Fuel

Shoveling snow today, I suddenly thought of them, two college seniors digging their car out from the aftermath of an unexpected blizzard one Sunday morning. They weren’t really my friends. But there I was one winter morning in an unfamiliar Manhattan borough depending on Nick and Joe in their vintage overcoats and converse high tops (sharing a Marlboro) attempt to dig out their car so we could get back to campus in Poughkeepsie. Our mutual friend was a senior named Caroline. Even taller than me with bright blonde hair, her raw energy demanded connection and she was feared and loved in equal parts across campus and somehow had chosen me as her Freshman lady in waiting.

She and I had spent the night in search of a party but in the blizzard’s onslaught we were too short on cash and our heels too high to make it. My head was bent so low against the wind, my chin touched the frozen zipper of Caroline’s shaggy chic coat I had borrowed. Sensing my defeat, she stole some string cheese from a convenience store and handed me a stick. “Fuel,” she said and began to do a Tina Tuner impersonation in the middle of Third Avenue.

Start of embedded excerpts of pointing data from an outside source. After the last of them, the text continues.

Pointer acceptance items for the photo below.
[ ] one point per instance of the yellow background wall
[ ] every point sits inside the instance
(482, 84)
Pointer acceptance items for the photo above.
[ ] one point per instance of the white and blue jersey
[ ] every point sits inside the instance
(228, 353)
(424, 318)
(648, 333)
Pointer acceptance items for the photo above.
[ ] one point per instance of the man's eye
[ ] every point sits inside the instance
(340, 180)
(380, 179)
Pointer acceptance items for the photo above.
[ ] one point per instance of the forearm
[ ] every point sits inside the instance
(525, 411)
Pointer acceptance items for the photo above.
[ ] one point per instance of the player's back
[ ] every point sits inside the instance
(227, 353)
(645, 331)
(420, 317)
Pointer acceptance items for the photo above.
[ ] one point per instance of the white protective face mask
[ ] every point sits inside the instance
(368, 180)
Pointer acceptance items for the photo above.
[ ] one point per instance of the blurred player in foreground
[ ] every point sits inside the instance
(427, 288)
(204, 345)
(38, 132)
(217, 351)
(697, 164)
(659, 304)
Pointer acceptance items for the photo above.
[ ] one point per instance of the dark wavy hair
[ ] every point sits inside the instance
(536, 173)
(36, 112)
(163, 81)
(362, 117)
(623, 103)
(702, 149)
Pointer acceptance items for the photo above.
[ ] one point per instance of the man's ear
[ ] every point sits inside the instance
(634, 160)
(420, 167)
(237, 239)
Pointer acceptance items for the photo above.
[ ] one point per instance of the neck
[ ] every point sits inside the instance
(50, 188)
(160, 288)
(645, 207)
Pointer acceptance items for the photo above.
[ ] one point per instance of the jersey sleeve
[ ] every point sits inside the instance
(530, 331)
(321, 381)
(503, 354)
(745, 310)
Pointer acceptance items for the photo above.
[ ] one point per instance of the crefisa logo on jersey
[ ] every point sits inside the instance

We sought shelter in an apartment of a friend of hers nearby. She rapped loudly on door and it buzzed opened with the enthusiasm of a dying insect. The dark, dank hallway made me want to go back outside but I followed her singing like a flashlight. There was a shower in the kitchen and Caroline hopped in and faked a strip tease until even I felt festive. Nick and Joe were there and offered us a ride home the next day. Where did we spend the night? I don’t recall but eventually there we all were in their car, barreling down the Taconic in the blinding sunshine of the new morning toward the safe grid of Vassar’s campus.

As Nick drove, Joe passed him some deodorant and he gamely applied it one handedly. I turned to Caroline, eager for her make one of her perfect jokes but she was watching the city retreat out the window her face gone uncharacteristically soft. “I’m not going back,” she said. “City sucks,” I told her, thinking of my Russian literature homework. “No, school,” she said. And from the depths of her pocket handed me the last of the cheese.